Conclusion: In the present study, we identified the quantitative distribution of TILs in ESCC patients with the help of the DL method. We established that I-TILs and P-TILs serve as independent prognostic factors for these patients. Further studies should focus on the lymphocyte subgroups and make better use of the spatial information to improve the predictive efficacy of TILs.
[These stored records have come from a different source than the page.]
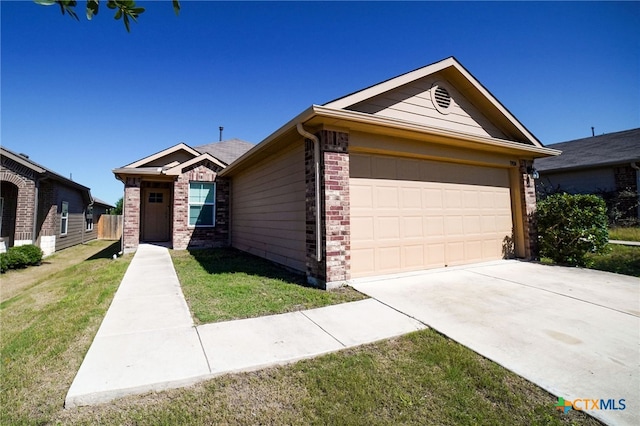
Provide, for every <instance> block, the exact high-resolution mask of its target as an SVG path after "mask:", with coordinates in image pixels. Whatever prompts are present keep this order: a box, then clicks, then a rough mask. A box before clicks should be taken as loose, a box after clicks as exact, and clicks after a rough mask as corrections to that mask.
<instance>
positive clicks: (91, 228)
mask: <svg viewBox="0 0 640 426" xmlns="http://www.w3.org/2000/svg"><path fill="white" fill-rule="evenodd" d="M88 215H91V219H89V218H87V216H88ZM84 220H85V224H86V226H85V231H86V232H91V231H93V207H91V206H89V207H87V211H86V212H85V217H84Z"/></svg>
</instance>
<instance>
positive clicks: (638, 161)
mask: <svg viewBox="0 0 640 426" xmlns="http://www.w3.org/2000/svg"><path fill="white" fill-rule="evenodd" d="M549 147H550V148H554V149H559V150H561V151H562V154H561V155H559V156H557V157H550V158H540V159H537V160H535V167H536V169H537V170H538V171H540V172H549V171H556V170H570V169H581V168H592V167H603V166H607V165H614V164H623V163H633V162H640V128H638V129H631V130H624V131H621V132H615V133H608V134H605V135H600V136H592V137H588V138H582V139H575V140H572V141H567V142H561V143H556V144H553V145H550V146H549Z"/></svg>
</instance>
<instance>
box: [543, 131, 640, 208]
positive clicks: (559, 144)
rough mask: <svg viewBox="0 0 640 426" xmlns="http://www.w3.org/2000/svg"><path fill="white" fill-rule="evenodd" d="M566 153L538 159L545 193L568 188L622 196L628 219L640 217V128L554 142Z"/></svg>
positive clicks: (559, 149) (543, 189) (584, 192)
mask: <svg viewBox="0 0 640 426" xmlns="http://www.w3.org/2000/svg"><path fill="white" fill-rule="evenodd" d="M550 147H552V148H555V149H558V150H561V151H562V155H559V156H557V157H552V158H541V159H538V160H536V161H535V167H536V169H537V170H538V173H539V174H540V179H539V180H538V181H537V182H536V184H537V187H538V191H539V192H540V193H542V194H544V193H553V192H558V191H565V192H568V193H571V194H601V195H607V194H611V195H612V196H616V194H617V195H618V196H619V194H620V193H621V192H627V193H628V194H627V195H629V194H635V197H633V196H626V197H624V199H620V200H619V202H620V203H622V204H621V205H618V207H617V208H619V209H620V211H621V212H622V213H623V214H624V217H625V218H632V217H635V218H638V219H640V207H639V206H638V204H639V203H638V201H639V199H638V196H639V195H638V188H639V187H640V128H638V129H631V130H625V131H622V132H615V133H608V134H604V135H600V136H592V137H589V138H583V139H576V140H573V141H568V142H561V143H557V144H553V145H550Z"/></svg>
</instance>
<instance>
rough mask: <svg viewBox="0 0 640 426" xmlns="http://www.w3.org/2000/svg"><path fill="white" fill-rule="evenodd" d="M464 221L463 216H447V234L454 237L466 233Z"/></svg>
mask: <svg viewBox="0 0 640 426" xmlns="http://www.w3.org/2000/svg"><path fill="white" fill-rule="evenodd" d="M462 222H463V221H462V216H446V217H445V218H444V224H445V230H444V232H445V235H447V236H452V237H455V236H462V235H464V232H463V229H462Z"/></svg>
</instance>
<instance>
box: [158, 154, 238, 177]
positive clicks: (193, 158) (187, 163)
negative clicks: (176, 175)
mask: <svg viewBox="0 0 640 426" xmlns="http://www.w3.org/2000/svg"><path fill="white" fill-rule="evenodd" d="M207 160H208V161H211V162H212V163H214V164H217V165H218V166H220V167H222V168H225V167H226V166H227V165H226V164H224V163H222V162H221V161H220V160H218V159H217V158H215V157H214V156H213V155H211V154H209V153H206V152H205V153H204V154H200V155H198V156H197V157H193V158H192V159H191V160H189V161H185V162H183V163H180V164H176V165H175V166H173V167H170V168H165V169H163V170H162V172H163V173H164V174H166V175H173V176H175V175H179V174H181V173H182V170H184V168H185V167H189V166H191V165H193V164H198V163H200V162H201V161H207Z"/></svg>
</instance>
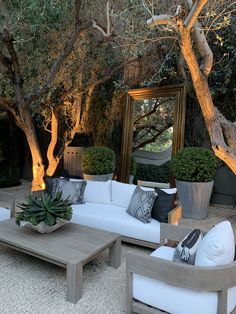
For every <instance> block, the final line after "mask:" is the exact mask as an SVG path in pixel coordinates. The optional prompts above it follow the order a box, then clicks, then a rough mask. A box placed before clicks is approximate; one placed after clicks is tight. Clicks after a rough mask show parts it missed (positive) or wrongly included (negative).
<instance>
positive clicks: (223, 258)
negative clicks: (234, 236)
mask: <svg viewBox="0 0 236 314" xmlns="http://www.w3.org/2000/svg"><path fill="white" fill-rule="evenodd" d="M234 251H235V243H234V232H233V229H232V226H231V223H230V222H229V221H222V222H220V223H218V224H217V225H216V226H215V227H213V228H212V229H211V230H209V231H208V232H207V234H206V235H205V237H204V238H203V239H202V240H201V242H200V244H199V246H198V249H197V254H196V259H195V265H197V266H220V265H227V264H230V263H232V262H233V260H234Z"/></svg>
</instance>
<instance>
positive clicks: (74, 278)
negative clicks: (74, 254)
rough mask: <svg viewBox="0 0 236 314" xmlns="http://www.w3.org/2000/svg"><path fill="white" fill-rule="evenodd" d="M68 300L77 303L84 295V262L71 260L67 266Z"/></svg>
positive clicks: (66, 272) (68, 262)
mask: <svg viewBox="0 0 236 314" xmlns="http://www.w3.org/2000/svg"><path fill="white" fill-rule="evenodd" d="M66 278H67V298H66V299H67V301H68V302H71V303H74V304H75V303H76V302H77V301H78V300H79V299H80V298H81V296H82V284H83V264H82V263H81V262H80V263H78V261H73V259H72V260H70V261H69V262H68V263H67V267H66Z"/></svg>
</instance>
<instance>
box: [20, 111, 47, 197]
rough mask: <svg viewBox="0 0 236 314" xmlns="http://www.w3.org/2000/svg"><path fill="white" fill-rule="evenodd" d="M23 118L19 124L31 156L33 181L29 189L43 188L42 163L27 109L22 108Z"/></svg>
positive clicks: (34, 132)
mask: <svg viewBox="0 0 236 314" xmlns="http://www.w3.org/2000/svg"><path fill="white" fill-rule="evenodd" d="M23 119H24V123H21V124H20V125H19V126H20V128H21V129H22V130H23V131H24V133H25V136H26V139H27V142H28V144H29V148H30V152H31V156H32V171H33V181H32V188H31V190H32V191H38V190H44V189H45V183H44V179H43V178H44V174H45V173H44V164H43V159H42V155H41V151H40V147H39V144H38V141H37V137H36V133H35V128H34V125H33V123H32V118H31V115H30V112H29V110H27V109H26V110H24V117H23ZM22 126H23V127H22Z"/></svg>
Keywords: deep learning; esophageal squamous cell carcinoma; prognostic factors; tumor‐infiltrating lymphocytes.

FIGURE 1

Study flowchart and tumor region division. (A) Study flowchart for the present study. (B) Division of tumor regions and lymphocyte nomenclature in different regions. The peritumoral region was defined as the area within a distance of up to 300 μm from the tumor margin. I‐TILs, intra‐tumor infiltrating lymphocytes; P‐TILs, peritumoral infiltrating lymphocytes; S‐TILs, stomal tumor infiltrating lymphocytes.

FIGURE 2

Workflow for TILs detection and tissue regions determination. Red: to establish a nuclei classification database, H&E stained whole slide images were broken into patches and cell and nuclei were segmented with U‐Net++ and StarDist. All the nuclei were manually annotated by pathologists. Blue: We fused the features extracted from ResNet50 and the Masked auto‐encoder model and used fully connected layers to achieve the classification of cell nuclei. Green: The tumor region was identified through clustering of the tumor nucleus region and the tissue regions were delineated according to their distance from the tumor margin. TILs, tumor infiltrating lymphocytes.

FIGURE 3

Cell counts distribution of TILs. (A) Distribution of TILs, S‐TILs, I‐TILs, and P‐TILs. (B, C) Distribution of (B) TILs and (C) S‐TILs according to I‐TIL and P‐TIL levels. I‐TILs, intratumor infiltrating lymphocytes; P‐TILs, peritumoral infiltrating lymphocytes; S‐TILs, Stomal tumor infiltrating lymphocytes; TILs, Tumor infiltrating lymphocytes.

FIGURE 4

Kaplan–Meier plots for OS and RFS for patients with different I‐TIL and P‐TIL levels. (A) Kaplan–Meier plots for OS before PSM. (B) Kaplan–Meier plots for OS after PSM. (C) Kaplan–Meier plots for RFS before PSM. (D) Kaplan–Meier plots for RFS after PSM. I‐TILs, intratumor infiltrating lymphocytes; OS, overall survival; PSM, propensity score matching; P‐TILs, peritumoral infiltrating lymphocytes; RFS, recurrence‐free survival.

FIGURE 5

Forest plot for 5‐year overall survival hazard ratios. High I‐TILs and P‐TILs were defined as patients with both intratumor infiltrating lymphocyte count and peritumoral infiltrating lymphocyte count exceeding the cutoff value. Patients who did not meet the criteria were considered to have low I‐TILs and P‐TILs. *Patients in the neoadjuvant therapy subgroup received platinum and fluorouracil‐based neoadjuvant therapy, along with other antitumor agents such as targeted therapy or immunotherapy according to their toleration and gene mutation status. HR, hazard ratios; I‐TILs, intratumor infiltrating lymphocytes; P‐TILs, peritumoral infiltrating lymphocytes.